Então, imagine se os tons proferidos dentro das empresas tivessem a frequência que deveriam ter, de fato? Um pedido feito por um chefe sem o tom de ameaça, um “feedback” bem realizado, encorajando o funcionário a melhorar seu serviço, um tom de bom humor no comentário àquele colega que errou sem querer… Não seria muito mais gostoso de se trabalhar assim?

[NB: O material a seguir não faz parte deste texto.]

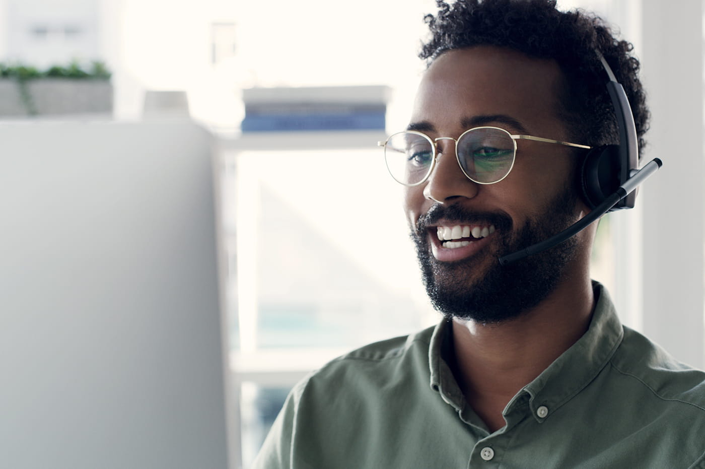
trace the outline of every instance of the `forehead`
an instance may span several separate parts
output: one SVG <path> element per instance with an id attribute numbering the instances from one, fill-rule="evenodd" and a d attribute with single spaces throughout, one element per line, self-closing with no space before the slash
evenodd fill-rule
<path id="1" fill-rule="evenodd" d="M 489 46 L 449 51 L 424 75 L 412 123 L 457 131 L 473 118 L 501 115 L 523 126 L 508 130 L 539 132 L 557 123 L 562 80 L 554 61 Z"/>

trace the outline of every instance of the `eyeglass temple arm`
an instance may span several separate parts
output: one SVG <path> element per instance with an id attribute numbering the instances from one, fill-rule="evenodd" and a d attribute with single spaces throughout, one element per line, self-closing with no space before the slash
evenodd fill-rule
<path id="1" fill-rule="evenodd" d="M 560 140 L 553 140 L 550 138 L 542 138 L 541 137 L 534 137 L 534 135 L 510 135 L 512 138 L 516 140 L 517 138 L 522 138 L 527 140 L 535 140 L 537 142 L 544 142 L 544 143 L 558 143 L 558 145 L 564 145 L 568 147 L 575 147 L 576 148 L 584 148 L 585 150 L 590 150 L 592 147 L 588 147 L 587 145 L 582 145 L 577 143 L 570 143 L 570 142 L 561 142 Z"/>

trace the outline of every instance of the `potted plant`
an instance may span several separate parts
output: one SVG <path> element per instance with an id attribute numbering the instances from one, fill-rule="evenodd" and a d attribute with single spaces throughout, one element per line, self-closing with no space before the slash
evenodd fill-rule
<path id="1" fill-rule="evenodd" d="M 77 61 L 40 71 L 22 63 L 0 63 L 0 116 L 110 114 L 111 73 L 94 61 Z"/>

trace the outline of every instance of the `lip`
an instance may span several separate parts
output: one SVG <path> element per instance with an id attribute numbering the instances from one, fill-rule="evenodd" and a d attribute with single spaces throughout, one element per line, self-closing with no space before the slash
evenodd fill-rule
<path id="1" fill-rule="evenodd" d="M 441 262 L 452 262 L 474 256 L 486 248 L 489 243 L 489 240 L 496 233 L 496 231 L 495 231 L 495 233 L 489 236 L 485 236 L 477 240 L 470 241 L 470 243 L 467 246 L 449 248 L 443 247 L 435 231 L 435 226 L 430 227 L 427 232 L 427 236 L 429 236 L 431 240 L 431 254 L 433 254 L 434 257 L 436 260 Z"/>

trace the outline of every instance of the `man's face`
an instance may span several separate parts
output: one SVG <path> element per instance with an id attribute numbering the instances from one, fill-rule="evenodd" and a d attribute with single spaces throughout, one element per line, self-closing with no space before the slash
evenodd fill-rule
<path id="1" fill-rule="evenodd" d="M 568 140 L 557 112 L 561 80 L 556 63 L 511 50 L 450 51 L 424 75 L 410 128 L 432 139 L 458 138 L 472 127 L 490 126 Z M 515 317 L 545 298 L 575 257 L 574 238 L 499 264 L 498 256 L 548 238 L 580 218 L 584 208 L 572 188 L 570 150 L 526 140 L 517 145 L 509 175 L 481 185 L 462 172 L 455 143 L 439 140 L 433 173 L 406 190 L 405 208 L 424 283 L 447 316 L 490 323 Z M 452 240 L 443 239 L 448 237 Z"/>

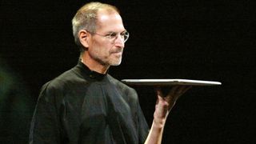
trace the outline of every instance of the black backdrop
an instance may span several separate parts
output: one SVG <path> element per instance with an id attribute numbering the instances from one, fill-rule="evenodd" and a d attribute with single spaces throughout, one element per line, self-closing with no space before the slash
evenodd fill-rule
<path id="1" fill-rule="evenodd" d="M 110 68 L 111 75 L 118 79 L 191 78 L 222 82 L 221 86 L 194 87 L 179 99 L 169 116 L 163 143 L 255 142 L 253 2 L 102 2 L 120 9 L 130 33 L 122 63 Z M 85 2 L 1 1 L 0 56 L 30 91 L 33 108 L 42 85 L 78 62 L 70 22 Z M 154 90 L 134 88 L 150 125 Z M 23 132 L 28 133 L 28 128 Z"/>

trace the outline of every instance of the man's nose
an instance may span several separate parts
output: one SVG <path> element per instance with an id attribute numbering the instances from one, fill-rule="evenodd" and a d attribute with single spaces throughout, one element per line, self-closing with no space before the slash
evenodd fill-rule
<path id="1" fill-rule="evenodd" d="M 116 46 L 124 47 L 125 41 L 124 41 L 124 38 L 122 38 L 121 34 L 118 34 L 116 39 L 114 40 L 114 44 Z"/>

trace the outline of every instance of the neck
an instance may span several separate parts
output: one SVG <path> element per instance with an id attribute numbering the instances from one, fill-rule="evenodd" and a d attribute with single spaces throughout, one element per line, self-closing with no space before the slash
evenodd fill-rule
<path id="1" fill-rule="evenodd" d="M 98 62 L 94 60 L 91 58 L 89 55 L 86 54 L 86 52 L 85 52 L 82 57 L 81 61 L 83 64 L 85 64 L 90 70 L 96 71 L 100 74 L 106 74 L 110 68 L 110 66 L 105 66 Z"/>

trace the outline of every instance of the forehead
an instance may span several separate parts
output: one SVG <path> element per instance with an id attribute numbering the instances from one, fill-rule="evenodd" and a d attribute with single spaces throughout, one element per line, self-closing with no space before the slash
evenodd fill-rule
<path id="1" fill-rule="evenodd" d="M 118 13 L 114 10 L 100 10 L 98 12 L 97 30 L 102 31 L 122 31 L 124 26 Z"/>

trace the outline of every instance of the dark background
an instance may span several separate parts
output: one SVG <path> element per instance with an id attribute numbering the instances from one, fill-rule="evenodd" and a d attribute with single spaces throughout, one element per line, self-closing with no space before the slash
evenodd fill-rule
<path id="1" fill-rule="evenodd" d="M 42 85 L 78 62 L 71 19 L 87 1 L 0 2 L 1 61 L 29 91 L 30 102 L 26 102 L 32 110 L 27 111 L 26 119 L 30 119 Z M 110 68 L 111 75 L 118 79 L 222 82 L 221 86 L 194 87 L 179 99 L 166 122 L 163 143 L 255 142 L 256 30 L 252 2 L 102 2 L 120 9 L 130 34 L 122 63 Z M 134 88 L 150 126 L 154 90 Z M 1 131 L 2 142 L 26 142 L 29 122 L 26 120 L 22 129 L 22 122 L 10 124 Z"/>

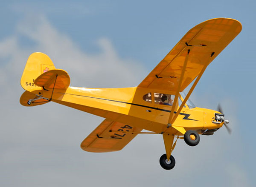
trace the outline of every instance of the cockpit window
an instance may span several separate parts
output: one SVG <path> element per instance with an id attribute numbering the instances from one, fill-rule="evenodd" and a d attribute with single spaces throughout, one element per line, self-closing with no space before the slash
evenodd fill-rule
<path id="1" fill-rule="evenodd" d="M 174 95 L 166 94 L 159 93 L 154 93 L 154 96 L 155 104 L 169 106 L 172 106 L 175 97 L 175 96 Z M 178 105 L 180 106 L 182 102 L 180 97 L 179 97 L 178 100 Z M 186 106 L 184 106 L 183 107 L 186 107 Z"/>
<path id="2" fill-rule="evenodd" d="M 143 100 L 145 101 L 146 102 L 150 103 L 152 102 L 152 99 L 151 99 L 151 93 L 148 93 L 146 94 L 143 96 Z"/>
<path id="3" fill-rule="evenodd" d="M 172 106 L 175 96 L 155 93 L 154 93 L 154 96 L 155 104 Z"/>

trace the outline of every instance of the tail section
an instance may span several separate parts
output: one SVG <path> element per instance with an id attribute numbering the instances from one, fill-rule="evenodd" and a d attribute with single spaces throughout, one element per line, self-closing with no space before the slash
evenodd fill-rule
<path id="1" fill-rule="evenodd" d="M 20 85 L 26 91 L 21 95 L 20 102 L 26 106 L 48 102 L 51 100 L 55 89 L 67 89 L 70 81 L 67 73 L 56 69 L 48 56 L 34 53 L 28 59 L 20 79 Z M 51 96 L 45 97 L 45 94 Z"/>
<path id="2" fill-rule="evenodd" d="M 42 53 L 34 53 L 30 55 L 25 66 L 20 79 L 20 85 L 29 91 L 41 89 L 35 84 L 35 80 L 40 75 L 50 70 L 56 69 L 52 60 Z"/>

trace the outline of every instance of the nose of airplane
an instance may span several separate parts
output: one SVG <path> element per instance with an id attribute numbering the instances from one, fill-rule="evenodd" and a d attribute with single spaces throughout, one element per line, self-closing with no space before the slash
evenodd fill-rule
<path id="1" fill-rule="evenodd" d="M 219 112 L 220 112 L 221 113 L 221 114 L 223 114 L 223 120 L 222 120 L 222 122 L 224 122 L 224 125 L 227 128 L 227 130 L 228 133 L 230 134 L 231 134 L 231 131 L 232 131 L 231 129 L 227 125 L 227 124 L 229 123 L 229 120 L 228 120 L 228 119 L 225 119 L 225 118 L 224 118 L 224 114 L 223 113 L 223 110 L 222 110 L 222 108 L 221 108 L 221 105 L 219 104 L 218 105 L 218 110 Z M 217 117 L 217 116 L 216 116 L 216 117 Z"/>

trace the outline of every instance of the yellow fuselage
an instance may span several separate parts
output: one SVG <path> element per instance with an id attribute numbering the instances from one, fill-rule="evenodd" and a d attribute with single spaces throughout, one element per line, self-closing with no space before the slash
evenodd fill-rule
<path id="1" fill-rule="evenodd" d="M 121 88 L 87 88 L 69 87 L 55 90 L 52 101 L 115 121 L 148 130 L 179 134 L 173 128 L 166 129 L 172 106 L 146 102 L 143 96 L 148 93 L 166 93 L 166 91 L 132 87 Z M 50 97 L 52 90 L 43 91 L 45 97 Z M 154 95 L 154 94 L 153 94 Z M 182 99 L 182 98 L 181 98 Z M 154 101 L 154 98 L 152 101 Z M 216 111 L 198 107 L 183 108 L 172 125 L 186 130 L 217 129 L 220 124 L 212 122 Z"/>

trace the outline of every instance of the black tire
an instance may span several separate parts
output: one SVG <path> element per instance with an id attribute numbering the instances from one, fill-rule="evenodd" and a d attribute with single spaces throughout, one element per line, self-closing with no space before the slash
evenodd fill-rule
<path id="1" fill-rule="evenodd" d="M 192 139 L 191 135 L 194 135 L 195 137 L 194 140 Z M 200 142 L 200 137 L 198 133 L 195 130 L 189 130 L 186 132 L 184 135 L 184 140 L 186 144 L 190 146 L 195 146 Z"/>
<path id="2" fill-rule="evenodd" d="M 175 159 L 172 155 L 169 161 L 170 162 L 168 162 L 166 154 L 164 154 L 161 156 L 159 159 L 159 162 L 162 167 L 167 170 L 172 170 L 175 166 Z"/>

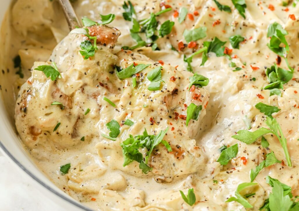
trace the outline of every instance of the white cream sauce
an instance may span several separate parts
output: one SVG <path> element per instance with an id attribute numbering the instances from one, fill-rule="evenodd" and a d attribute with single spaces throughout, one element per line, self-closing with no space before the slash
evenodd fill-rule
<path id="1" fill-rule="evenodd" d="M 161 1 L 131 1 L 139 19 L 161 9 Z M 122 17 L 123 1 L 77 0 L 73 5 L 78 17 L 87 16 L 99 21 L 99 13 L 115 14 L 115 20 L 109 25 L 121 32 L 113 50 L 99 46 L 95 56 L 87 60 L 79 52 L 83 36 L 68 35 L 68 27 L 57 2 L 18 0 L 13 4 L 1 29 L 3 45 L 1 63 L 4 72 L 0 78 L 1 91 L 12 118 L 14 112 L 12 108 L 16 100 L 19 103 L 16 107 L 16 123 L 20 136 L 32 159 L 54 184 L 87 206 L 100 210 L 244 209 L 237 202 L 225 201 L 234 195 L 238 185 L 250 181 L 250 170 L 273 151 L 286 164 L 277 163 L 260 172 L 255 181 L 259 184 L 254 187 L 256 195 L 248 199 L 254 207 L 252 210 L 258 210 L 269 197 L 271 188 L 266 183 L 267 175 L 291 186 L 293 194 L 299 195 L 299 50 L 296 47 L 299 42 L 299 6 L 283 7 L 282 1 L 248 0 L 244 19 L 231 1 L 219 1 L 230 6 L 232 13 L 219 11 L 211 0 L 167 1 L 166 4 L 171 6 L 173 10 L 157 19 L 161 23 L 169 19 L 175 23 L 170 35 L 157 41 L 161 50 L 143 47 L 133 53 L 118 53 L 122 46 L 136 45 L 130 34 L 131 24 Z M 270 4 L 274 10 L 268 8 Z M 189 13 L 196 11 L 199 15 L 193 15 L 194 20 L 187 16 L 180 24 L 173 14 L 174 10 L 179 11 L 183 7 L 188 9 Z M 288 11 L 286 11 L 287 8 Z M 295 14 L 295 20 L 289 17 L 292 14 Z M 213 26 L 217 20 L 219 24 Z M 275 22 L 289 33 L 286 36 L 290 48 L 288 58 L 295 70 L 294 79 L 284 85 L 281 97 L 269 97 L 269 91 L 262 89 L 268 84 L 264 67 L 273 65 L 277 57 L 266 45 L 269 41 L 267 27 Z M 204 26 L 208 29 L 207 36 L 197 41 L 199 48 L 204 41 L 215 36 L 227 41 L 225 46 L 230 49 L 228 38 L 231 36 L 239 34 L 246 41 L 240 44 L 239 49 L 233 49 L 234 58 L 231 61 L 212 53 L 204 66 L 200 66 L 201 56 L 194 57 L 192 63 L 194 72 L 208 77 L 210 82 L 204 88 L 188 91 L 188 78 L 192 74 L 185 70 L 183 57 L 184 53 L 189 55 L 192 49 L 186 47 L 182 53 L 178 52 L 171 50 L 171 47 L 177 49 L 181 41 L 188 44 L 182 36 L 185 29 Z M 15 74 L 14 71 L 16 70 L 11 62 L 18 54 L 22 61 L 24 79 Z M 56 82 L 34 70 L 40 65 L 51 65 L 46 62 L 49 57 L 61 73 L 62 78 Z M 161 65 L 158 60 L 164 63 L 162 65 L 162 78 L 166 82 L 162 88 L 164 92 L 149 91 L 150 82 L 146 77 L 134 88 L 131 79 L 121 81 L 115 72 L 109 73 L 113 71 L 115 65 L 123 68 L 134 61 L 150 64 L 141 72 L 146 75 Z M 234 68 L 229 66 L 232 61 L 242 69 L 233 71 Z M 254 70 L 251 66 L 259 68 Z M 283 59 L 280 66 L 287 69 Z M 172 76 L 176 78 L 175 81 L 170 79 Z M 175 88 L 178 91 L 173 96 L 171 91 Z M 19 90 L 20 98 L 17 100 L 15 96 L 17 98 Z M 197 93 L 202 95 L 201 102 L 193 99 Z M 259 95 L 263 98 L 258 97 Z M 115 108 L 103 100 L 103 97 L 114 102 Z M 65 108 L 62 110 L 59 106 L 51 106 L 53 101 L 61 102 Z M 265 136 L 270 144 L 269 150 L 260 146 L 260 140 L 247 145 L 231 137 L 239 130 L 246 129 L 243 120 L 245 115 L 251 120 L 252 131 L 266 127 L 266 116 L 254 107 L 259 102 L 281 109 L 273 116 L 287 140 L 292 168 L 286 165 L 278 140 L 270 134 Z M 184 104 L 191 102 L 202 105 L 203 110 L 199 119 L 192 121 L 187 127 L 184 120 L 174 119 L 174 113 L 186 115 Z M 26 113 L 21 110 L 24 103 Z M 144 108 L 143 105 L 148 106 Z M 88 108 L 90 111 L 84 115 Z M 149 121 L 150 117 L 154 120 L 153 124 Z M 130 127 L 122 126 L 116 141 L 100 135 L 108 134 L 105 124 L 111 120 L 120 123 L 126 118 L 134 124 Z M 58 122 L 61 125 L 52 132 Z M 181 149 L 177 152 L 178 155 L 182 153 L 181 157 L 167 153 L 164 147 L 159 145 L 149 163 L 153 167 L 152 172 L 143 174 L 135 161 L 123 167 L 120 144 L 129 134 L 141 134 L 144 128 L 150 134 L 157 134 L 167 127 L 169 129 L 164 139 L 173 149 L 179 145 Z M 80 140 L 83 136 L 84 142 Z M 239 148 L 236 158 L 224 166 L 216 161 L 219 148 L 237 143 Z M 243 157 L 247 160 L 245 164 L 241 159 Z M 61 175 L 60 166 L 68 163 L 71 164 L 68 173 Z M 194 189 L 196 199 L 192 207 L 184 202 L 179 191 L 187 194 L 191 188 Z"/>

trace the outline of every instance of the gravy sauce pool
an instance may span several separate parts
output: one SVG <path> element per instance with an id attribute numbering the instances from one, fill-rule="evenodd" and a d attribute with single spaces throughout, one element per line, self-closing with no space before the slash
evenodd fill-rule
<path id="1" fill-rule="evenodd" d="M 7 12 L 1 29 L 1 91 L 7 112 L 12 119 L 15 117 L 24 147 L 41 170 L 67 194 L 96 210 L 245 210 L 237 202 L 225 201 L 235 196 L 239 185 L 250 181 L 251 170 L 273 152 L 281 163 L 261 170 L 254 181 L 257 184 L 243 193 L 255 193 L 246 199 L 253 206 L 251 210 L 258 210 L 269 198 L 272 188 L 266 183 L 267 175 L 291 186 L 293 195 L 299 195 L 299 6 L 293 7 L 290 2 L 283 6 L 282 1 L 248 0 L 244 19 L 230 1 L 219 1 L 230 7 L 230 13 L 220 11 L 211 0 L 131 1 L 139 20 L 165 9 L 165 5 L 171 6 L 171 11 L 156 17 L 161 23 L 168 20 L 174 22 L 171 33 L 155 42 L 160 50 L 150 47 L 121 50 L 122 46 L 136 44 L 130 34 L 132 24 L 123 16 L 122 1 L 73 2 L 79 18 L 87 16 L 100 22 L 100 14 L 115 14 L 115 19 L 108 25 L 120 33 L 117 42 L 114 40 L 108 46 L 99 44 L 94 56 L 87 60 L 79 53 L 86 37 L 68 35 L 57 2 L 18 0 Z M 179 13 L 183 7 L 188 14 L 180 23 L 175 11 Z M 263 89 L 269 83 L 267 68 L 278 63 L 280 68 L 289 69 L 283 58 L 278 58 L 267 45 L 270 40 L 267 28 L 274 22 L 288 33 L 287 58 L 295 70 L 292 79 L 281 89 L 281 96 L 270 96 L 270 90 Z M 194 48 L 189 48 L 184 30 L 202 27 L 207 28 L 206 36 L 196 40 Z M 105 27 L 103 32 L 109 34 L 110 29 Z M 119 33 L 115 30 L 113 33 Z M 233 48 L 229 41 L 236 35 L 245 39 L 239 49 Z M 204 65 L 200 66 L 202 54 L 195 56 L 191 63 L 194 72 L 207 77 L 209 82 L 188 91 L 188 79 L 193 74 L 187 71 L 184 54 L 189 56 L 215 37 L 226 42 L 224 46 L 228 50 L 233 49 L 231 58 L 210 52 Z M 185 45 L 179 49 L 181 42 Z M 17 55 L 23 78 L 15 74 L 19 68 L 14 67 L 12 61 Z M 50 61 L 56 62 L 61 73 L 61 78 L 56 81 L 34 70 L 51 65 Z M 150 65 L 141 72 L 143 76 L 139 76 L 135 88 L 131 77 L 120 80 L 114 70 L 115 65 L 124 68 L 133 62 Z M 146 76 L 160 66 L 165 82 L 161 90 L 150 91 Z M 234 71 L 236 67 L 242 69 Z M 103 100 L 104 97 L 116 107 Z M 54 101 L 62 103 L 64 109 L 51 105 Z M 267 115 L 255 107 L 259 103 L 280 109 L 272 116 L 287 140 L 292 167 L 288 166 L 281 145 L 271 134 L 264 136 L 269 143 L 267 148 L 261 146 L 260 138 L 247 144 L 231 137 L 239 130 L 247 129 L 248 124 L 251 131 L 269 128 L 265 123 Z M 191 103 L 202 109 L 198 119 L 191 120 L 187 126 L 185 104 Z M 88 108 L 90 111 L 84 115 Z M 134 124 L 123 125 L 127 119 Z M 112 120 L 123 125 L 115 141 L 101 135 L 108 135 L 105 125 Z M 58 123 L 60 125 L 53 131 Z M 143 173 L 135 161 L 123 166 L 120 144 L 129 134 L 142 134 L 145 128 L 149 134 L 156 135 L 167 127 L 163 139 L 173 151 L 168 152 L 161 144 L 158 145 L 149 156 L 152 171 Z M 236 144 L 235 157 L 224 165 L 216 161 L 219 148 Z M 145 148 L 140 150 L 143 155 L 146 152 Z M 62 174 L 60 166 L 69 163 L 68 173 Z M 190 206 L 179 190 L 187 195 L 192 188 L 196 202 Z"/>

Ouso até dizer que se o tom dado aos diálogos fosse o do bom senso haveria menos espaço para as fofocas no ambiente de trabalho. Afinal, as palavras ganhariam só o peso que merecem, de fato.

Mas, se você ainda tem dúvidas de que o tom de voz possa fazer diferença, recorro a Victor Hugo: “As palavras têm a leveza do vento e a força da tempestade”. Lembro que a frase foi elaborada numa época em que qualquer coisa dita num tom errado poderia tornar qualquer um num miserável… ou gerar um duelo ao por do Sol. Hugo sabia disso como ninguém!

P. S.: Caro leitor, a palavra “miserável” é proposital, apesar do trocadilho infame. “Os miseráveis” é a obra mais lida de Victor Hugo. E, no meu coração, esta obra tem lugar cativo.